Price Public Elementary School, now known as Price Public Community Center and Swift Museum, is a former African-American school in Rogersville, Tennessee. It currently serves as a community center and home of the Swift Museum. The school was listed on the National Register of Historic Places in 1988.

== History ==
The site of the school was dedicated to African-American education in 1868, when Alexander Fain, Jordan Netherland, Albert Jones and Nathaniel Mitchell bought the land "for the purpose of building a schoolhouse for the education of colored children." A schoolhouse was built and used until the early 1900s. The current building replaced it in 1922. Price Public Elementary School was considered a feeder school to Swift Memorial College (1883–1952), a private HBCU in Rogersville.

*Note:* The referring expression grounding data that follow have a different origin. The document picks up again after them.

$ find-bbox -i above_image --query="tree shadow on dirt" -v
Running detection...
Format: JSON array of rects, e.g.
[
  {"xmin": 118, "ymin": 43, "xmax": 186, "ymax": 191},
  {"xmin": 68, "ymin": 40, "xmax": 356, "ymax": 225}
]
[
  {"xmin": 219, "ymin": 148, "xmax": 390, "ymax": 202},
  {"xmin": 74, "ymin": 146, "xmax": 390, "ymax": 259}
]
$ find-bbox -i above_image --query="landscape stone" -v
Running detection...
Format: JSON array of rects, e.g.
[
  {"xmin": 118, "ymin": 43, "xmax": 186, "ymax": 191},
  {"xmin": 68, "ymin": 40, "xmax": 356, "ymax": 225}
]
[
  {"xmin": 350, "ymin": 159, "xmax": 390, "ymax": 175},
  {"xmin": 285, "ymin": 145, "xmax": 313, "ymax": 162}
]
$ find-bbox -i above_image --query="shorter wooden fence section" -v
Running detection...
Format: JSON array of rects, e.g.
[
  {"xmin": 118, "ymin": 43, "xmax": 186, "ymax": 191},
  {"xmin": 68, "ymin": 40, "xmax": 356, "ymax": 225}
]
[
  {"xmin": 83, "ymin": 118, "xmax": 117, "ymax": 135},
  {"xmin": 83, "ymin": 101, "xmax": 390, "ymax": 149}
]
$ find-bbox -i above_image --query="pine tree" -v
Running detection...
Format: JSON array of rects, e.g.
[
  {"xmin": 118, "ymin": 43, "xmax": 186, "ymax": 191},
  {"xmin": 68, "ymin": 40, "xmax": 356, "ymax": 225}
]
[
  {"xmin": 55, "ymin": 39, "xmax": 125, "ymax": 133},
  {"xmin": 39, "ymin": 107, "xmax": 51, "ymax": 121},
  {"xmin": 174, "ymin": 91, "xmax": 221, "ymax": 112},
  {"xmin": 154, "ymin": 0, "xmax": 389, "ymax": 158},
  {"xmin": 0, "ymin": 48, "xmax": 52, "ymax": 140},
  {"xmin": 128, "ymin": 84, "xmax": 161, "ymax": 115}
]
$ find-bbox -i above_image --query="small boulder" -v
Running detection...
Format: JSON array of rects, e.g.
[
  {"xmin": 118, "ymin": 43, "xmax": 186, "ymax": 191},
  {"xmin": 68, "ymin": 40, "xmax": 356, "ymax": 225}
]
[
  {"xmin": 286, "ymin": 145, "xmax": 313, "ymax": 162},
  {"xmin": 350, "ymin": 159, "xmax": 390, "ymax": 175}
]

Price School operated until 1958, when it closed and its students were transferred to Swift High School, which was converted from a high school to a grade K-12 school. When integration took place in Rogersville, during the 1960s, the city's African-American elementary school students were transferred to Rogersville City School, also a K-8 institution. The Price School building was subsequently used as a cannery, a community center, and a storage building, then was abandoned and became run-down.

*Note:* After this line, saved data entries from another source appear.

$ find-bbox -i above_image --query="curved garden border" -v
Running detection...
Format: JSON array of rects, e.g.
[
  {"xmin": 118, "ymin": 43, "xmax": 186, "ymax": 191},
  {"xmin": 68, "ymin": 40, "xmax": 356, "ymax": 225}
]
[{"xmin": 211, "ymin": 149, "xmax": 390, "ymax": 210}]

The building underwent a restoration beginning in the mid-1990s as a result of cooperative efforts between the town, the local African-American community, the local American Legion Auxiliary, the Chamber of Commerce, the Rogersville Heritage Association, and other civic organizations. The project was aided by a rural development grant from the U.S. Department of Agriculture. Following restoration, in 2003 the Price Public Community Center opened in the building.

The Swift Museum in the center opened to the public in 2008. The community center and museum offer resources for learning and teaching about African-American history and culture.